Peaceful transition of power is the most important factor in the long-term stability of any system of governance. Whenever a leader loses legitimacy or dies, there must be a process to select a successor. If the outcome of the process is contested, the system is at a high risk of collapsing in the power struggles of its elites. It's far more common for a state to fail due to internal power struggles than external threats.
He left office. He wasn't kicked out (other than the election of course), it's not like Secret Service had to drag him out of the Oval. He left. He also went through the whole process again and we know how that turned out.
To imply that the US is an "unstable democracy" is laughable.
The US was already unstable in 2000. Once courts get involved in determining the outcome of elections, it's a sure sign that the system is no longer functioning properly.
Instability does not mean that a collapse is imminent. It means that further shocks may cause a collapse more easily than in a stable system. It makes a collapse more likely in the long term, which in this context means something like a human lifetime.

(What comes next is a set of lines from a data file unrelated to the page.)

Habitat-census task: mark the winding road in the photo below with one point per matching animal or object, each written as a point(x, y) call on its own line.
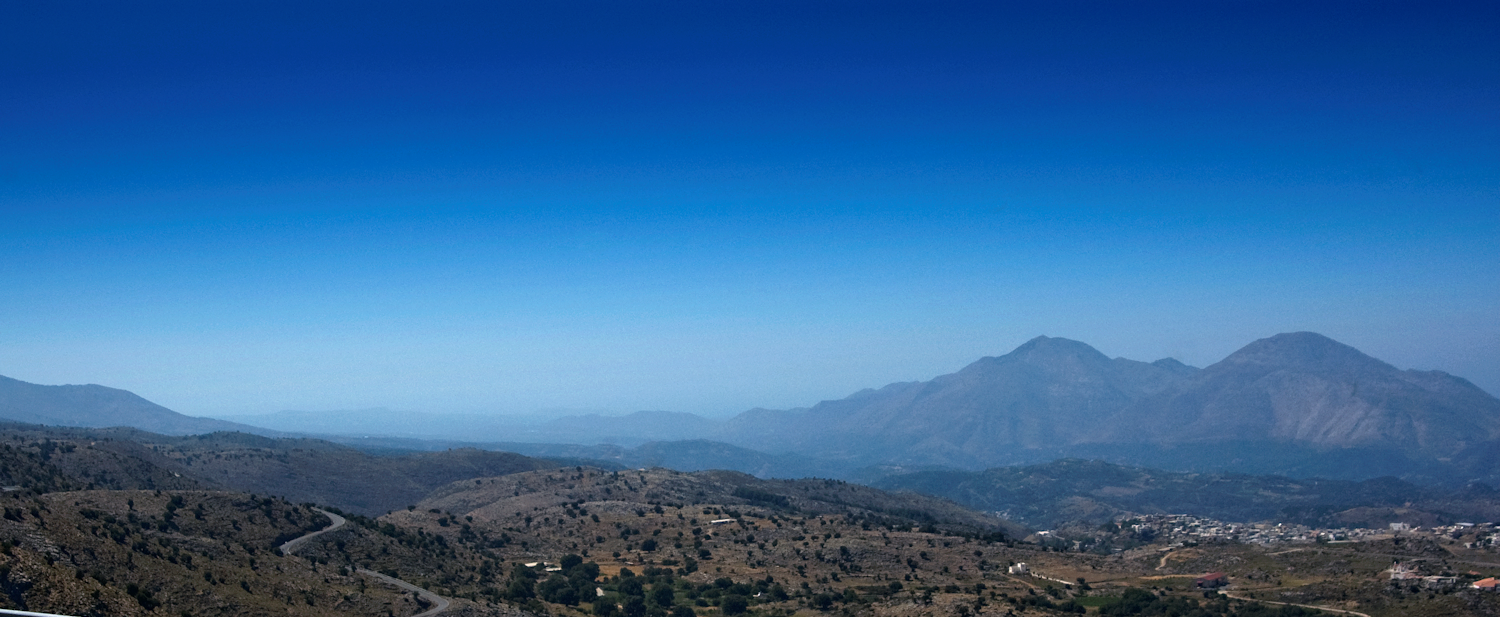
point(438, 602)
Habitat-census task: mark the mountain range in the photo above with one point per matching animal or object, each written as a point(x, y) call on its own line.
point(101, 407)
point(1295, 394)
point(1296, 404)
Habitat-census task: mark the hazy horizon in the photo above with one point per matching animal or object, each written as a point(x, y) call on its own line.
point(714, 207)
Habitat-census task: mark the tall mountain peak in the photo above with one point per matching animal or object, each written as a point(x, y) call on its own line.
point(1044, 347)
point(1305, 350)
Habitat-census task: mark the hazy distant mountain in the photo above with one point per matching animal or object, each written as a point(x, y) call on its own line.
point(1302, 397)
point(630, 430)
point(99, 407)
point(1308, 389)
point(1037, 397)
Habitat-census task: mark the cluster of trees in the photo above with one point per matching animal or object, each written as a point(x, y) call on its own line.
point(1145, 604)
point(653, 593)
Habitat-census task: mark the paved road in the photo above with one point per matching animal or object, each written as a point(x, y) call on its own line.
point(294, 544)
point(438, 602)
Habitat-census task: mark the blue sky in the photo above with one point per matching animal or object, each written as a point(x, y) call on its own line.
point(242, 207)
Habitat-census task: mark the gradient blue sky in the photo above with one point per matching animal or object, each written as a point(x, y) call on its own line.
point(243, 207)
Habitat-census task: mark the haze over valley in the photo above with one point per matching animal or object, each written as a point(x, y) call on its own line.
point(750, 308)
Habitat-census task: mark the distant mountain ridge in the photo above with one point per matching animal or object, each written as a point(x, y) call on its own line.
point(1032, 398)
point(1301, 394)
point(101, 407)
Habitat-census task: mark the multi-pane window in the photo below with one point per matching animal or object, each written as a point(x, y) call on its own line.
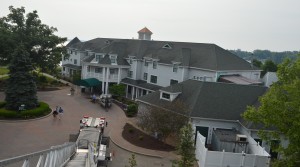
point(145, 76)
point(166, 96)
point(98, 70)
point(154, 64)
point(112, 71)
point(98, 57)
point(153, 79)
point(173, 81)
point(113, 59)
point(130, 74)
point(175, 67)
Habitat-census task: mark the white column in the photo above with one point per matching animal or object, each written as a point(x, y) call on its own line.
point(137, 93)
point(126, 91)
point(132, 92)
point(103, 79)
point(119, 75)
point(107, 73)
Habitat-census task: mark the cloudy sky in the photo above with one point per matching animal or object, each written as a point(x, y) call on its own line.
point(231, 24)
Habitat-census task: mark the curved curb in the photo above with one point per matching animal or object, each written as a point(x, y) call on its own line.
point(136, 152)
point(25, 120)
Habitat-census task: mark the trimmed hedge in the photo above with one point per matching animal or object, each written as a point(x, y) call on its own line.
point(132, 110)
point(40, 111)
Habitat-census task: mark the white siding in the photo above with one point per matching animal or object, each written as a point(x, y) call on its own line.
point(211, 124)
point(198, 74)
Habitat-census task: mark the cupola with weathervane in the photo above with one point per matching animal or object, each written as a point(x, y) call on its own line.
point(145, 34)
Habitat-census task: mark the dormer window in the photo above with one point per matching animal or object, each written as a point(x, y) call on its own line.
point(98, 57)
point(175, 67)
point(165, 96)
point(167, 46)
point(113, 59)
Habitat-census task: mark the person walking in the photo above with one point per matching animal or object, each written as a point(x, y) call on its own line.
point(54, 113)
point(60, 111)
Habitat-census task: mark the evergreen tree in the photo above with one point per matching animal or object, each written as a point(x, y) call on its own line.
point(21, 87)
point(186, 147)
point(280, 109)
point(132, 161)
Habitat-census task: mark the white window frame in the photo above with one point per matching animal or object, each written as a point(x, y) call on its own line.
point(162, 96)
point(113, 59)
point(154, 64)
point(98, 70)
point(130, 74)
point(151, 79)
point(145, 76)
point(175, 67)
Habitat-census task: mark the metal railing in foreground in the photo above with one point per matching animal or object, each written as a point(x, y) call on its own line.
point(56, 156)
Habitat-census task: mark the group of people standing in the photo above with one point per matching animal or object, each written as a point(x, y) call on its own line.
point(58, 112)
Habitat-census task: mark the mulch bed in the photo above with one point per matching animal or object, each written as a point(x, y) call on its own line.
point(141, 139)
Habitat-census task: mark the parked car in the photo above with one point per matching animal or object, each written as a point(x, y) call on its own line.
point(105, 100)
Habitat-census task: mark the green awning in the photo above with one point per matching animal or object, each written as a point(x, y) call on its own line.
point(90, 82)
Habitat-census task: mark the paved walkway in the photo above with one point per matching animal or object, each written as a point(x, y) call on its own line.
point(21, 137)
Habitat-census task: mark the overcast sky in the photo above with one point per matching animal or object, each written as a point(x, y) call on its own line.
point(231, 24)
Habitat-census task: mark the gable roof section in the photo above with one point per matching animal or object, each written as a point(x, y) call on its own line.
point(73, 41)
point(140, 83)
point(210, 99)
point(145, 30)
point(196, 55)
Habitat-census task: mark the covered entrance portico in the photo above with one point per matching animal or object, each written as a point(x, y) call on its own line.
point(137, 88)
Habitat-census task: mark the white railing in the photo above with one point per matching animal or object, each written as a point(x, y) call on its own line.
point(219, 159)
point(99, 76)
point(57, 156)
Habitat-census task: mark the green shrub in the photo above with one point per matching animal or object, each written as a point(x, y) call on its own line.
point(40, 111)
point(42, 79)
point(131, 130)
point(132, 110)
point(2, 104)
point(4, 70)
point(141, 137)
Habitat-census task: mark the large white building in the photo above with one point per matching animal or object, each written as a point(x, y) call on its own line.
point(145, 65)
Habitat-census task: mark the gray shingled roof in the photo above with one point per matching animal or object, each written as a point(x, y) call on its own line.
point(72, 66)
point(210, 99)
point(199, 55)
point(141, 83)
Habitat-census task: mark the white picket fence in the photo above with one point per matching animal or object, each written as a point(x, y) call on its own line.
point(208, 158)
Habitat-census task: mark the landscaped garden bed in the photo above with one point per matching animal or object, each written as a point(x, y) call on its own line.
point(141, 139)
point(42, 110)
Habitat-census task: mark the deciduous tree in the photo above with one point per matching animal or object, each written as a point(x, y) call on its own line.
point(21, 87)
point(45, 49)
point(280, 109)
point(186, 147)
point(165, 120)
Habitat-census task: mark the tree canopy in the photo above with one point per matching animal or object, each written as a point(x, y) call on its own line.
point(280, 109)
point(45, 49)
point(164, 120)
point(21, 87)
point(186, 147)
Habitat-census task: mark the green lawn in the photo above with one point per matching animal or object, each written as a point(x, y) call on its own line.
point(3, 70)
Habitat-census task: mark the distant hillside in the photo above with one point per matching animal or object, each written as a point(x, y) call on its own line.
point(263, 55)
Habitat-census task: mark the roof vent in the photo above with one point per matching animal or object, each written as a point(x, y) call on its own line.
point(241, 138)
point(167, 46)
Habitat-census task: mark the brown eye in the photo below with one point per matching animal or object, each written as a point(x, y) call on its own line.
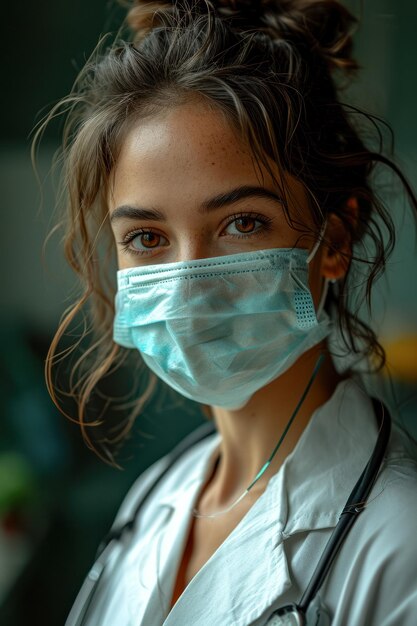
point(245, 224)
point(149, 240)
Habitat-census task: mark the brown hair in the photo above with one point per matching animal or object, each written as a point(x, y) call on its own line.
point(273, 69)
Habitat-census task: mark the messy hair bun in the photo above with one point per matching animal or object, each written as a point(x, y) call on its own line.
point(324, 27)
point(266, 67)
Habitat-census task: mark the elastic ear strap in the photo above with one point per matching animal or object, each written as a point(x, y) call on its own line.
point(318, 242)
point(323, 297)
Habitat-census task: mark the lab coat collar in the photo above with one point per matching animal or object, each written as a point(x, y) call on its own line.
point(307, 493)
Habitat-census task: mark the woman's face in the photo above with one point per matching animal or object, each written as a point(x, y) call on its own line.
point(177, 193)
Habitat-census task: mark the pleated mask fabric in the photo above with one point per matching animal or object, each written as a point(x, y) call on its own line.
point(218, 329)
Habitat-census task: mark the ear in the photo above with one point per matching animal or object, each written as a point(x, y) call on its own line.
point(337, 244)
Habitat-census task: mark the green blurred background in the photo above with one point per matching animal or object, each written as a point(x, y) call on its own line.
point(57, 499)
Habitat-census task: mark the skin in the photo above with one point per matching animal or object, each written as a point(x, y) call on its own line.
point(174, 162)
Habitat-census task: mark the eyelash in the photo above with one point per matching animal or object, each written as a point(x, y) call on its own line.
point(265, 221)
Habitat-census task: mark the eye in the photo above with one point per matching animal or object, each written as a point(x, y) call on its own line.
point(143, 241)
point(247, 224)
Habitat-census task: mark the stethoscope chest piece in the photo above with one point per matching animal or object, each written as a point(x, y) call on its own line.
point(288, 615)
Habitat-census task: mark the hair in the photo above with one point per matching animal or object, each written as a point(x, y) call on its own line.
point(274, 69)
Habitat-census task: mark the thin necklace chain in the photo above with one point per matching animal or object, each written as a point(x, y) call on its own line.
point(266, 465)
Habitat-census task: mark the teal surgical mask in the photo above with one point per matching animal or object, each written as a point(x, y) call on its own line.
point(220, 328)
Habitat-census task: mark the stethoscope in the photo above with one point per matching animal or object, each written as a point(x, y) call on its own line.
point(290, 614)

Stable democracies can preserve themselves even against undue influence. Even if you think Jan 6 was a carefully calculated and orchestrated attempt at a "kill the elected leaders and install sycophants in their place" style coup d'état - or perhaps especially if you think that - the result proved the US's stability.
How about send to prison the main culprit behind it?
> Starting at 11:58, from behind a bulletproof shield, President Trump gave a speech, declaring that he would "never concede" the election, criticizing the media, and calling for Pence to overturn the election results.
At no point did those Jan6 people have the ability to actually overthrow the US government. Let's not exaggerate their ability to take over all US armed forces and government operations. Jan6 was more a barnacle on the leviathan that is the US government.
They absolutely had the opportunity to give the president an excuse to stay in power.
“The electoral ballots have been compromised, Congress is in disarray with its leadership killed. I’m staying in office for the duration of this emergency, and the states will decide on a process to select new electors, or the House of Representatives will elect the next president per its Constitutional authority.”
Virginia and Maryland were on the brink of invading DC (had the government continued to resist deploying the National Guard and the riot got even more out of hand) with all the bizarre consequences of that…
To be fair it’s not like the mob was that determined and capable to actually murder Pence etc. (at least there weren’t any clear signs of it). They scattered immediately after the first guns were fired (I mean those close enough to witness it). So more people might have died but it would have primarily been the rioters rather than anyone else..
There are multiple threat models where you can't trust yourself.
Your future self definitely can't trust your past self. And vice versa. If your future self has a stroke tomorrow, did your past self remember to write a living will? And renew it regularly? Will your future self remember that password? What if the kid pukes on the carpet before your past self writes it down?
Your current self is not statistically reliable. Andrej Karpathy administered an imagenet challenge to himself, his brain as the machine: he got about 95%.